April 18, 2019
Change no longer the rallying cry in Indonesia.
When Joko Widodo first ran for president in 2014, Indonesia was in the mood for change.
Everything about Mr Joko then was about hope and change: his path to power, his man-of-the-people image, his focus on services.
A businessman selling furniture in Solo, he was not part of the Jakarta political elite and triumphed at the polls as an outsider candidate.
That’s unusual when one considers all the water under the bridge since Mr Joko took his oath of office in October 2014.
Billions have been spent on infrastructure. The country has shifted to the right after the blasphemy trial of former Jakarta governor Basuki Tjahaja Purnama – Mr Joko’s one-time ally and deputy. Economic growth has been underwhelming but Mr Joko has run a mostly scandal-free government.
Take for example Firdaus Amien, 39 in Asem Baris in South Jakarta. Mr Firdaus’s grandfather started the Attahiriah Pesantren – a religious school for girls.
Most people here are dyed- in-the wool supporters of Nahdlatul Ulama, the world’s biggest Islamic organisation. The district went for Mr Prabowo last time. That Mr Joko chose a former head of the organisation, Ma’ruf Amin, as his running mate has cut no ice with them.
“This is a Prabowo neighbourhood,” said Mr Firdaus, a former reporter. He voted for Mr Joko this time and in 2014. The rest of his family opted for his opponent – again.
“They think Jokowi is using Ma’ruf to get Muslim support,” said Mr Firdaus, using the popular moniker for Mr Joko.
Then there’s Muhammed Thohir, 79, who lives a stone’s throw away from the Jakarta home of Habib Rizieq, the head of the hardline group the Islamic Defenders Front, who is currently in exile in Saudi Arabia.

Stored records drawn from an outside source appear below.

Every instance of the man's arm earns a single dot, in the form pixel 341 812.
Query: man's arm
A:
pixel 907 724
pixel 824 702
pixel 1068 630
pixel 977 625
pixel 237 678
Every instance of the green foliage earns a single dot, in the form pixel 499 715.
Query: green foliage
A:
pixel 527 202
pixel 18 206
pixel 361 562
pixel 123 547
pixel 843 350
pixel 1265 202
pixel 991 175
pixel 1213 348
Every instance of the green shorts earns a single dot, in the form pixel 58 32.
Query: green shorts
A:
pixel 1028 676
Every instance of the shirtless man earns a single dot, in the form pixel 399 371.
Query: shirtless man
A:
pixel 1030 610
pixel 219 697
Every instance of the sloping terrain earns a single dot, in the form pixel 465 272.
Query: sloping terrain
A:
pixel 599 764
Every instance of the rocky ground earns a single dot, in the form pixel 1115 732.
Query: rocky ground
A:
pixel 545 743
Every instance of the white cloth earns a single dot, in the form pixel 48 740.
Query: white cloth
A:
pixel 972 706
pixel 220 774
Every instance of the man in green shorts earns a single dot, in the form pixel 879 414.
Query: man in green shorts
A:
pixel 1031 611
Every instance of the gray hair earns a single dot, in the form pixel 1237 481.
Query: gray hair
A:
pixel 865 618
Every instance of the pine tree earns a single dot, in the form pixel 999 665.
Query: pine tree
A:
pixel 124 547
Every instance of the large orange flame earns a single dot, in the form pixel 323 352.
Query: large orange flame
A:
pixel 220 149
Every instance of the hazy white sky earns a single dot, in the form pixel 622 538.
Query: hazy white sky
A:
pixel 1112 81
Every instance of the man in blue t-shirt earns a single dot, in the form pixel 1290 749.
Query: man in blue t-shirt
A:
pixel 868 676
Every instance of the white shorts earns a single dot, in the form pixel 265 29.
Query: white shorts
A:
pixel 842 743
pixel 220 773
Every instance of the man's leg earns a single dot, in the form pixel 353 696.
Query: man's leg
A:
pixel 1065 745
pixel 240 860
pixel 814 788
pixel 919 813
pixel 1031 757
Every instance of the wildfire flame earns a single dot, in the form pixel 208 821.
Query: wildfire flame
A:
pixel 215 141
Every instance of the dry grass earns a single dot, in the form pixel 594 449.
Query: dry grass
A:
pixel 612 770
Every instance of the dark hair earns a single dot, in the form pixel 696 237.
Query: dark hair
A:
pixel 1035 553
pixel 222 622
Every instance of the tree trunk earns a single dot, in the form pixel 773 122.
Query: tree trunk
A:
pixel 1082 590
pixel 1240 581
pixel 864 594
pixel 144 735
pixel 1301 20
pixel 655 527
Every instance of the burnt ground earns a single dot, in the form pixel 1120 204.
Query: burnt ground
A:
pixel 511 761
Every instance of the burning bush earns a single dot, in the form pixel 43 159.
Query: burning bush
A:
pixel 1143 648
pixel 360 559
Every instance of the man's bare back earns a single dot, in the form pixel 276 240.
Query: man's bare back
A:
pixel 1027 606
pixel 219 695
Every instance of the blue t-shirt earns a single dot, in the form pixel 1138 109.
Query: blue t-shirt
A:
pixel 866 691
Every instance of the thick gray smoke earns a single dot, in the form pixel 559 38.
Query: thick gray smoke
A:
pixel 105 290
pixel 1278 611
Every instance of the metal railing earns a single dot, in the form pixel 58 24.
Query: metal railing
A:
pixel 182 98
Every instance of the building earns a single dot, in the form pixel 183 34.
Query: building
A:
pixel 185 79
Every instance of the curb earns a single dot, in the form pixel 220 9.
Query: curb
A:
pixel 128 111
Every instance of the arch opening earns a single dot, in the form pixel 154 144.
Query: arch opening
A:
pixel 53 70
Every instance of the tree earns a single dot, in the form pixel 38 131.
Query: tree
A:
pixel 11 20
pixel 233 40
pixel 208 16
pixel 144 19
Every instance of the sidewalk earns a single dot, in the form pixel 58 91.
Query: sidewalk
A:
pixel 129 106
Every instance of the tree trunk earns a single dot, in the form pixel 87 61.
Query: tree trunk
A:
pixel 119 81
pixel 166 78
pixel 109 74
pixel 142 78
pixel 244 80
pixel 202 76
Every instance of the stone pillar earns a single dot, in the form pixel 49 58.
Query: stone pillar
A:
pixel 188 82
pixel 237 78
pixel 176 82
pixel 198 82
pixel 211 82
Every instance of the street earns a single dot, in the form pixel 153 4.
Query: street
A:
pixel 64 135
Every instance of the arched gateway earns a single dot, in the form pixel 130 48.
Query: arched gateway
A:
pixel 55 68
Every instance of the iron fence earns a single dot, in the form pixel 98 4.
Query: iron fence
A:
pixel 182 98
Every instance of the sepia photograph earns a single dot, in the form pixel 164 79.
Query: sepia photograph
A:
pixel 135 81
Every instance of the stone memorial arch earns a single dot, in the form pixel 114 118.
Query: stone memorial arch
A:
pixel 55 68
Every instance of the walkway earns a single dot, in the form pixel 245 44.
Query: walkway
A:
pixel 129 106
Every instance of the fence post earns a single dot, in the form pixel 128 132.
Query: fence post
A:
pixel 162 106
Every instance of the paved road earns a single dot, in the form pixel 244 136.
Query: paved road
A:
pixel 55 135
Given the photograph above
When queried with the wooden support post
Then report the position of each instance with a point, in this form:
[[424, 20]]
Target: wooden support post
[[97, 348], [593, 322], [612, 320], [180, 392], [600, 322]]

The area went for Mr Joko in 2014. It picked Anies Baswedan over Mr Basuki for Jakarta governor in 2017, and opted for Mr Joko again on Wednesday.
All this despite a surge in religious sentiment sparked by Mr Basuki’s blasphemy trial. In the end voters here were unfazed with Mr Joko’s close association with Mr Basuki and stuck with him.

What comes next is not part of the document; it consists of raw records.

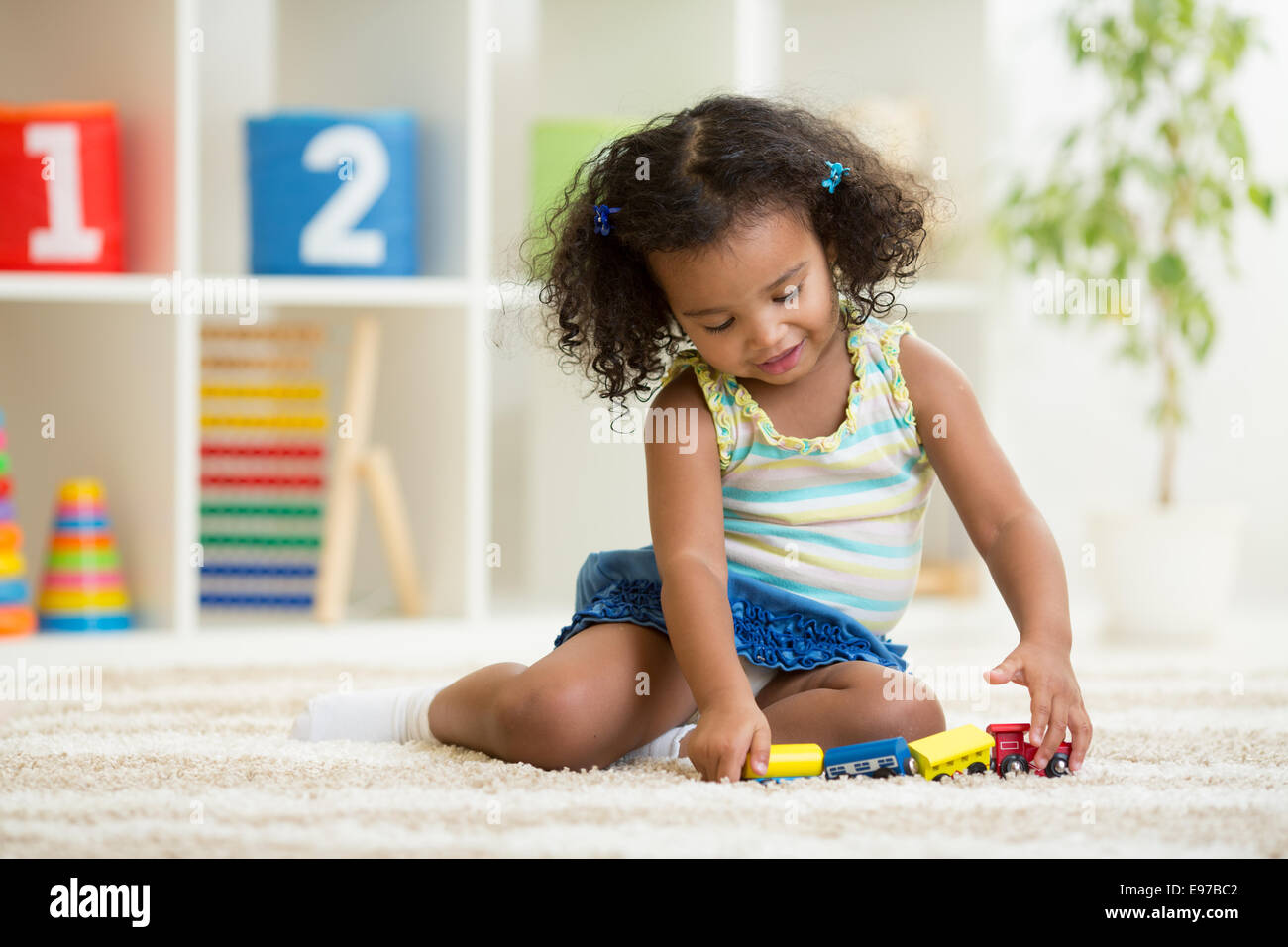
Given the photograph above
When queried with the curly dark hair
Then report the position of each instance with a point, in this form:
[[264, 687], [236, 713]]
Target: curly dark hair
[[711, 167]]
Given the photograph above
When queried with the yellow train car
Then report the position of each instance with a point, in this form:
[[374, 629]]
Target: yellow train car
[[791, 761], [960, 750]]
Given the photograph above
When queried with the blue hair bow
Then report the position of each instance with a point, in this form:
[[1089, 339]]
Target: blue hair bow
[[835, 176], [601, 211]]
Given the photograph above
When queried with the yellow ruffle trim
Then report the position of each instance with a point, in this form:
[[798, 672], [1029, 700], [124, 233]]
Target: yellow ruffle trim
[[709, 384], [815, 445], [898, 389]]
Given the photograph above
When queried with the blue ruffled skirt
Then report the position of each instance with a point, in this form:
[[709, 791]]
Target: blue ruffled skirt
[[773, 628]]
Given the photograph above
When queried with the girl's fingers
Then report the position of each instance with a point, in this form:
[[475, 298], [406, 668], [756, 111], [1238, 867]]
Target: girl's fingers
[[1054, 732], [1039, 711], [1080, 724]]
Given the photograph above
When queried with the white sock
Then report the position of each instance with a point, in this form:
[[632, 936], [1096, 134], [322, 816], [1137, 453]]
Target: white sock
[[399, 715], [665, 748]]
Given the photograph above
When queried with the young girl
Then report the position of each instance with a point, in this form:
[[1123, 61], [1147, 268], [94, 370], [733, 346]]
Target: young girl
[[787, 531]]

Mr Muhammed, who voted for Mr Prabowo last time, rued the lost opportunity to oust Mr Joko.
“I was hoping we would change the president,” Mr Muhammed said.
“There’s a Christian school and there’s many (ethnic) Chinese here,” Mr Muhammed said by way of explanation of Mr Joko’s victory in the neighbourhood.”
But in Tanjung Duren, to the west of the city, toward the airport, ethnic Chinese were steadfast behind Mr Joko, even after he withdrew support for Mr Basuki, a Christian of Chinese descent. Mr Basuki was released from jail in January after serving most his two year sentence for insulting the Koran.
That Mr Ma’ruf testified against Mr Basuki at the blasphemy trial hasn’t sullied Mr Joko’s standing among voters here.
“We hope that Ma’ruf will help calm the more extreme Muslims so that Jokowi can work on infrastructure,” said Pauline Liongosari, a brand manager at a big consumer products conglomerate, who is ethnic Chinese.
Ms Pauline’s husband, Kris Antoni, a 33-year-old games software developer is hoping that the next five years will bring more of the same.
His industry has thrived under Mr Joko, who lifted investor caps on the entertainment industry. It’s a far cry from how things were a decade ago when government officials harassed him and other ethnic Chinese for bribes to process applications for identification documents.
“There’s less corruption,” Mr Kris said.
“Of course I want Jokowi to win. We’ve already seen an improvement.”